Their form in Group F underlined it. A 2-2 draw with the Netherlands, a ruthless 4-0 dismantling of Tunisia, and a 1-1 stalemate with Sweden. Different challenges, different styles, and Japan found a way through each of them without losing.

Brazil, then, walk into a trap of their own making if they treat this as a straightforward passage to the last 16. The names on the shirts say one thing. The recent record says another.

That is where Neymar’s role becomes so intriguing. He is no longer the fresh-faced prodigy, no longer the whirlwind around whom everything must revolve. At 34, with scars on his body and on his career, he steps into this World Cup as a weapon to be used carefully, surgically.

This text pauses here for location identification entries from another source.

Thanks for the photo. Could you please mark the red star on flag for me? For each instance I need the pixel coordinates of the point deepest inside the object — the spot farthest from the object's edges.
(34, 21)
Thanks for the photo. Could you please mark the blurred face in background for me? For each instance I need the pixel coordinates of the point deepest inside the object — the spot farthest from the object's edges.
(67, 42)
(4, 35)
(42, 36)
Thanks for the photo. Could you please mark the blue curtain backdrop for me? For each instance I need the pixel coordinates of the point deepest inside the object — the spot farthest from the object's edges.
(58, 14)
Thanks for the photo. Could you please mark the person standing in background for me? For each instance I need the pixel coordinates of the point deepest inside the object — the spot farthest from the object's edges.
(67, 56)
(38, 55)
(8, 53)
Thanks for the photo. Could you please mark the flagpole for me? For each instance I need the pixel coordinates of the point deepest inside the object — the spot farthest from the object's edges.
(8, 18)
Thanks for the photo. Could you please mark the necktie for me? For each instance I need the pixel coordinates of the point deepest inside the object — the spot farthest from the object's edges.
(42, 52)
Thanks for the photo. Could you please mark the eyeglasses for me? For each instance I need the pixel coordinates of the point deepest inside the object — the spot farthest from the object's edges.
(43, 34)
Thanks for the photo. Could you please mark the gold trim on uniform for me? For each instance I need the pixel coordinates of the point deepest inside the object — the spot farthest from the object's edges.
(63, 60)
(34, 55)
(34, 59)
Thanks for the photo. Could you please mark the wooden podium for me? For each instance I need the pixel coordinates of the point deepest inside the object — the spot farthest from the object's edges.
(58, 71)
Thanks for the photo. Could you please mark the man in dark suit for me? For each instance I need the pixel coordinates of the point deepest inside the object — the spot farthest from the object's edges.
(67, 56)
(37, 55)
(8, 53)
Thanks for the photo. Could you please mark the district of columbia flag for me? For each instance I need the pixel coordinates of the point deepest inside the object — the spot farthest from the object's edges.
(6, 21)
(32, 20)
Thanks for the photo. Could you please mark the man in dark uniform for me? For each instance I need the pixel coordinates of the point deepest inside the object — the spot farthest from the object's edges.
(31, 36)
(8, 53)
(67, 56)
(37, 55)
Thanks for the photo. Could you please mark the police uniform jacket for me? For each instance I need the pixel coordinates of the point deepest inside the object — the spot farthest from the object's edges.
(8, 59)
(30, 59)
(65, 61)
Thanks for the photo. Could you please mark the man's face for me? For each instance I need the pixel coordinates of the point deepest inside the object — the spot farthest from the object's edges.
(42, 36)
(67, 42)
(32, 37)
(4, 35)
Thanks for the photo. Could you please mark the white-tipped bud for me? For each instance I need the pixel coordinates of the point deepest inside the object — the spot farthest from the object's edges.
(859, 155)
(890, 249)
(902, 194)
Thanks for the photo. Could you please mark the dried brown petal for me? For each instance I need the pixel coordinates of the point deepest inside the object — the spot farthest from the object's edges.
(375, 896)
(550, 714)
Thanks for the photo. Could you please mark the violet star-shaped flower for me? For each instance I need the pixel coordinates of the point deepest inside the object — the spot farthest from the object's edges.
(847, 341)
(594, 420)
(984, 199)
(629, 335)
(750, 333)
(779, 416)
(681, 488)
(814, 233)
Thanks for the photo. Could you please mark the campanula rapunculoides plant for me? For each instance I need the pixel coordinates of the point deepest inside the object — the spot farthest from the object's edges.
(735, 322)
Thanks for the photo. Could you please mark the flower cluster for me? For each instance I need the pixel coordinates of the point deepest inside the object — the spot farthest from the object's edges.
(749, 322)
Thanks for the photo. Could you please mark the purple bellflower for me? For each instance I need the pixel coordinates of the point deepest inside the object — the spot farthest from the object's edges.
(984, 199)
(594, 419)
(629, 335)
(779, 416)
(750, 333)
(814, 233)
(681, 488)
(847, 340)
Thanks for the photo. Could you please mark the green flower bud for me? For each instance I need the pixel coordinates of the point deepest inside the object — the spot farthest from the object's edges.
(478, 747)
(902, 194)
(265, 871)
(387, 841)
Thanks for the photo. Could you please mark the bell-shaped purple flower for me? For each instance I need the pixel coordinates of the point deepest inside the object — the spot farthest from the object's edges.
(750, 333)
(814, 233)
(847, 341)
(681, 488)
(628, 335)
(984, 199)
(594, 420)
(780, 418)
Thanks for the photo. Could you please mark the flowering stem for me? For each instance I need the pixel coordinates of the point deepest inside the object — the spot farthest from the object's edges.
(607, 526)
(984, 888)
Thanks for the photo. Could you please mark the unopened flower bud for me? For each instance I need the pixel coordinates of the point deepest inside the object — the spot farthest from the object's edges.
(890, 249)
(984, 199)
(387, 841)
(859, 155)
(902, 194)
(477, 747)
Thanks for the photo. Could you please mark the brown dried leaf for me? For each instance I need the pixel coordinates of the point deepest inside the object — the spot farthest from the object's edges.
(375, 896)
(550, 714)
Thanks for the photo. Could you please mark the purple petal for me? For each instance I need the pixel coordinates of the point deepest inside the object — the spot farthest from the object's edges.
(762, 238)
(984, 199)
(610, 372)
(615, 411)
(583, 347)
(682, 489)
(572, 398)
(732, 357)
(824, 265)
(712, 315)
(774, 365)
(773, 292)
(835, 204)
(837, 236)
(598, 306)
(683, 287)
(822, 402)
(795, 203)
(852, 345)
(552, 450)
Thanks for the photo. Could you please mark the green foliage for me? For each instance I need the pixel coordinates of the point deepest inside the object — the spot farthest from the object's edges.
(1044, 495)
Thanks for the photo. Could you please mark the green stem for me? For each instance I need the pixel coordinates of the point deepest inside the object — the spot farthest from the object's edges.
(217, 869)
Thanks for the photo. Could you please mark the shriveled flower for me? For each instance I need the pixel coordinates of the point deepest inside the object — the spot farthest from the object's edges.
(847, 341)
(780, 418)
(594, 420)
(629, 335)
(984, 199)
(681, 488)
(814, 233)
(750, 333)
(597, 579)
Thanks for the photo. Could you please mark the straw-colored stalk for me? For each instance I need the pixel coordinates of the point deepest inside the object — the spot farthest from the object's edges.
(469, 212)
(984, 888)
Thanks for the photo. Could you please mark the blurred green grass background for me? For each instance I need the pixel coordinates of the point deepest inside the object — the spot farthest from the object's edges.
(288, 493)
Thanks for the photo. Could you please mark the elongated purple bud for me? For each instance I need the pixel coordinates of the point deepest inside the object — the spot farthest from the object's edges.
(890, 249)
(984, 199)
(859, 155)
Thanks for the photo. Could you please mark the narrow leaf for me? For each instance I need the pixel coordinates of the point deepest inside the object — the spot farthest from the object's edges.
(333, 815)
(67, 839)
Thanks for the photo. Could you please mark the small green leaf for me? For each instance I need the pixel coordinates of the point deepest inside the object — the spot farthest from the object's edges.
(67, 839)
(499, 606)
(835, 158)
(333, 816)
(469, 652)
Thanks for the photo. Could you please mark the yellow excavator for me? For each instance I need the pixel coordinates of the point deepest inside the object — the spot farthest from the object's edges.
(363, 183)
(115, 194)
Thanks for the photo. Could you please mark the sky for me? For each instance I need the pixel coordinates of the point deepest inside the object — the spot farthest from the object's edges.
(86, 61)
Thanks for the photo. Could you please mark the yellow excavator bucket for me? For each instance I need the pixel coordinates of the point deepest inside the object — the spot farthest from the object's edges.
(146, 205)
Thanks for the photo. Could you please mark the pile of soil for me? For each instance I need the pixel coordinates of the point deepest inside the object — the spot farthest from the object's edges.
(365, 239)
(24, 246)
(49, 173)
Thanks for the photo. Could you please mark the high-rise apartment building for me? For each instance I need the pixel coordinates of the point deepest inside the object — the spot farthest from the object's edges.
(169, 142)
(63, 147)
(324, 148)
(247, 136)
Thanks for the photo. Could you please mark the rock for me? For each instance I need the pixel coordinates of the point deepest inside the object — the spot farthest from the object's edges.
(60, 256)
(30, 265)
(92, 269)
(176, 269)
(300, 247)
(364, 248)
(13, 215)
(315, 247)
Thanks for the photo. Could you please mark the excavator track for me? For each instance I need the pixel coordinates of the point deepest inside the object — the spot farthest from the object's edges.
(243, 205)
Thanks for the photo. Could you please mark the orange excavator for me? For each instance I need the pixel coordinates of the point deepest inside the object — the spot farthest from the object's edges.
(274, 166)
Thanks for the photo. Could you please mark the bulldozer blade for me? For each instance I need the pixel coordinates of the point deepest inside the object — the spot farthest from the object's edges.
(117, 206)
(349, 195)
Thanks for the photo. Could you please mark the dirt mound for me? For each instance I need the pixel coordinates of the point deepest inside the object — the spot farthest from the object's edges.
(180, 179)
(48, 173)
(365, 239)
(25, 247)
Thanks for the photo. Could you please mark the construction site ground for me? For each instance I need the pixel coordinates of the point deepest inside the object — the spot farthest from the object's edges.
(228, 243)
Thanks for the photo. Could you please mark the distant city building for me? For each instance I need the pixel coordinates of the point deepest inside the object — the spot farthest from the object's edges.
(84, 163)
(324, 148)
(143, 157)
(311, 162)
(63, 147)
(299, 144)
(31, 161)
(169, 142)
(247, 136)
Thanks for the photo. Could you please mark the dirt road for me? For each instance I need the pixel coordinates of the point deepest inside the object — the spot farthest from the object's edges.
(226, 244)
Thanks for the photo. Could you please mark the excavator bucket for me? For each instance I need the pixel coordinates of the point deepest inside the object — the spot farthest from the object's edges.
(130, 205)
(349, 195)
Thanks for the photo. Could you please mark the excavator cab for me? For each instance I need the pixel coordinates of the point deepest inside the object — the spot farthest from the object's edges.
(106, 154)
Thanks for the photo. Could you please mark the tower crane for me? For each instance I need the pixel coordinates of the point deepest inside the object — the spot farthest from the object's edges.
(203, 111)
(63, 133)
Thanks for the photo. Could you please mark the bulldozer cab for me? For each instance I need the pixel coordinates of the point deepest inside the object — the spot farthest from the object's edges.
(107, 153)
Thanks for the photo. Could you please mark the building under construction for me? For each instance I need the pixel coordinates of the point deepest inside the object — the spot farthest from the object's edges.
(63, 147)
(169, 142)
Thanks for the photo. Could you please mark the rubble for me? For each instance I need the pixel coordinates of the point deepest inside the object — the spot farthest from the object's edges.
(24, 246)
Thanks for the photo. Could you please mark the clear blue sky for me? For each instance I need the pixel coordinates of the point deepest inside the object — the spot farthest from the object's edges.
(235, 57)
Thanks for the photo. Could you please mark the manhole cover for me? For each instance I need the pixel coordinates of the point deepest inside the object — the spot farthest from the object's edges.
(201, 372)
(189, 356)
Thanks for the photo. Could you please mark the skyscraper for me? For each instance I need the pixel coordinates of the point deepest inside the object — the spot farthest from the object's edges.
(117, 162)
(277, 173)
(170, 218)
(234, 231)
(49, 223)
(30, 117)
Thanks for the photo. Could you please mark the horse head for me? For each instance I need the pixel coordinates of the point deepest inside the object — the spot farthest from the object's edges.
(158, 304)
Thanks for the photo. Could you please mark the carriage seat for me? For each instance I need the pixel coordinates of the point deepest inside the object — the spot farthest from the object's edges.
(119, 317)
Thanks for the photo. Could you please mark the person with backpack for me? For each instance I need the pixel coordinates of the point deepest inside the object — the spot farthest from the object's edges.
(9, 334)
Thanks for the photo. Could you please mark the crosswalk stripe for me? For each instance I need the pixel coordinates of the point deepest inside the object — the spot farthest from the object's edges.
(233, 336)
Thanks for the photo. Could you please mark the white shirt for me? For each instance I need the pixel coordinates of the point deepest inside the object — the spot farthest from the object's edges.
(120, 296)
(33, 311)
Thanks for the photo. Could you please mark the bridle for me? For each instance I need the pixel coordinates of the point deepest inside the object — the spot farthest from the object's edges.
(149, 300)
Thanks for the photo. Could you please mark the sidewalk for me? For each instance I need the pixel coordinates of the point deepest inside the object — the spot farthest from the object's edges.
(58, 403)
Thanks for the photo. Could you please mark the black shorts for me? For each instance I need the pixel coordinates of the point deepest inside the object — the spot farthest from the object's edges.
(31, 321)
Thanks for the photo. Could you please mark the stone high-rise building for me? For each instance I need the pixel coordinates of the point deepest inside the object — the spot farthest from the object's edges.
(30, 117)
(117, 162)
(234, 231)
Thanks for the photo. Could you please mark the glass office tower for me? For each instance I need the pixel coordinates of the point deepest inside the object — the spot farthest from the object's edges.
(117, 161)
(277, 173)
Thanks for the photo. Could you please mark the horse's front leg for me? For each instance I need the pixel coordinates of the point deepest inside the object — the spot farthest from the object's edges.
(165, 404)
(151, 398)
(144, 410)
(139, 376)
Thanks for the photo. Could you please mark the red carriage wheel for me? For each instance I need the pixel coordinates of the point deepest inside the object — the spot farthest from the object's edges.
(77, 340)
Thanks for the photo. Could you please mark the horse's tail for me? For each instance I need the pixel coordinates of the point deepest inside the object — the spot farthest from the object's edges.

Ancelotti’s caution is not just about fitness. It is about control. About managing a game that could stretch and twist in ways Brazil do not like if Japan find their rhythm. Neymar off the bench, against tiring legs, in a match that needs a moment of invention – that is the scenario the coach appears to be protecting.

For now, Brazil talk about focus, structure, and avoiding “problems”. Japan talk, quietly or loudly, about opportunity. One side leans on tradition, the other on momentum.

Somewhere between those two forces, Neymar waits, ready to find out whether this World Cup will be his epilogue or the start of one last, improbable chapter.